Request Oriented Collector (ROC) Algorithm
Rick Hudson and Austin Clements
June 2016
golang.org/s/gctoc
We propose a new garbage collection (GC) algorithm based on the request hypothesis[1]. Put simply, the request hypothesis states that objects created by a request tend to die once the request is fulfilled. Our new request oriented collector or ROC algorithm focuses attention on these objects thus improving overall GC throughput and scalability while delaying the need to do a full heap GC.
The request hypothesis grew out of our work supporting cloud applications which are typically architected to have a goroutine handle a request from the network or from another goroutine. In fulfilling such a request the goroutine receives a message, unmarshals it, performs a computation, marshals the result, and places the result on a channel or socket destined for another goroutine or the network. The goroutine then terminates or becomes dormant waiting for another request. The computation may access a large shared heap to read data, but typically writes very little to the heap that persists beyond the request. If at some point the goroutine does share newly allocated object with other goroutines, we call this publishing that object. If an object isn’t published, we call it local. The key observation of ROC is: if a goroutine exits before publishing an object, the object becomes unreachable and the associated memory can be reclaimed and reused immediately. The ROC algorithm is a way to promptly and efficiently reclaim these unpublished objects.
Now that we understand the use case we will provide a high-level description of the ROC algorithm along with enough detail to convince the reader that the algorithm is correct and terminates.

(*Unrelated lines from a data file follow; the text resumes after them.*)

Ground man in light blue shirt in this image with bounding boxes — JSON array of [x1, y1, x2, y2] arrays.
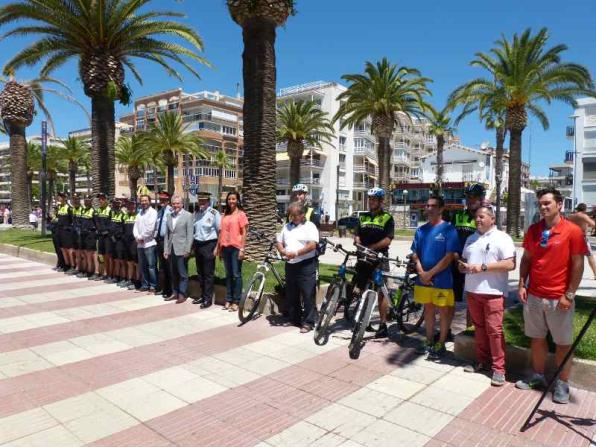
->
[[193, 191, 221, 307], [154, 191, 173, 298]]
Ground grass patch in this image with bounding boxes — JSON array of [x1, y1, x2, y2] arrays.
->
[[466, 296, 596, 361], [395, 229, 415, 237], [0, 228, 55, 254]]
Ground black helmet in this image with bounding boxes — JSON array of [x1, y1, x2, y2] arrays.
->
[[464, 183, 486, 198]]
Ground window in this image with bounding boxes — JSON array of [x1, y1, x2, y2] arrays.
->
[[339, 154, 346, 163], [222, 125, 237, 136], [339, 136, 346, 146]]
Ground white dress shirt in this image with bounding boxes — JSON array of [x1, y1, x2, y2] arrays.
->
[[133, 206, 158, 248]]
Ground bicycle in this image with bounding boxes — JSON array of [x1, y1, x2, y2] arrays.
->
[[238, 230, 285, 324], [313, 239, 359, 345], [387, 255, 424, 335]]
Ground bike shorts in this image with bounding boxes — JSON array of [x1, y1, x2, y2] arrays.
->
[[105, 237, 119, 258], [353, 258, 389, 290], [125, 239, 138, 262], [414, 285, 455, 307], [58, 228, 74, 249], [97, 234, 109, 255], [80, 232, 97, 251]]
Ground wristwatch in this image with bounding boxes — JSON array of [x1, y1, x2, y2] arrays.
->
[[481, 264, 488, 272], [564, 291, 575, 301]]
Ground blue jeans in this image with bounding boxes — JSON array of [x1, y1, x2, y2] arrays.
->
[[170, 254, 189, 296], [137, 245, 158, 289], [222, 246, 243, 303]]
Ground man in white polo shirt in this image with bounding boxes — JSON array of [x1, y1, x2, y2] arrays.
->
[[459, 205, 516, 386], [277, 202, 320, 333]]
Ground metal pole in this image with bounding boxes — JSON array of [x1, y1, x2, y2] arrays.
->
[[521, 306, 595, 432], [571, 115, 578, 209], [40, 121, 48, 236], [335, 164, 339, 222]]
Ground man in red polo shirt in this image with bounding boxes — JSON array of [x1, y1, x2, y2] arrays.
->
[[516, 188, 585, 404]]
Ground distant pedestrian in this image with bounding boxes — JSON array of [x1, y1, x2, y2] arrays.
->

The heap is divided into spans containing objects and associated metadata such as pointer/scalar maps and mark bits. Each GC cycle walks the heap marking reachable objects in a data structure called the mark bitmap. To allocate an object the mutator simply sweeps the mark bitmap until it encounters an unmarked bit. It then allocates the new object from the associated memory. Each span maintains a current sweep pointer demarcating mark bits that have been swept and mark bits yet to be swept. Each running goroutine maintains an initial sweep pointer that along with the current sweep pointer can be used to determine what objects it has recently allocated. Objects between the initial sweep pointer and the current sweep pointer were either marked reachable or have been allocated by this goroutine. Unmarked bits between the initial sweep pointer and the current sweep pointer denote objects that have been allocated but not published.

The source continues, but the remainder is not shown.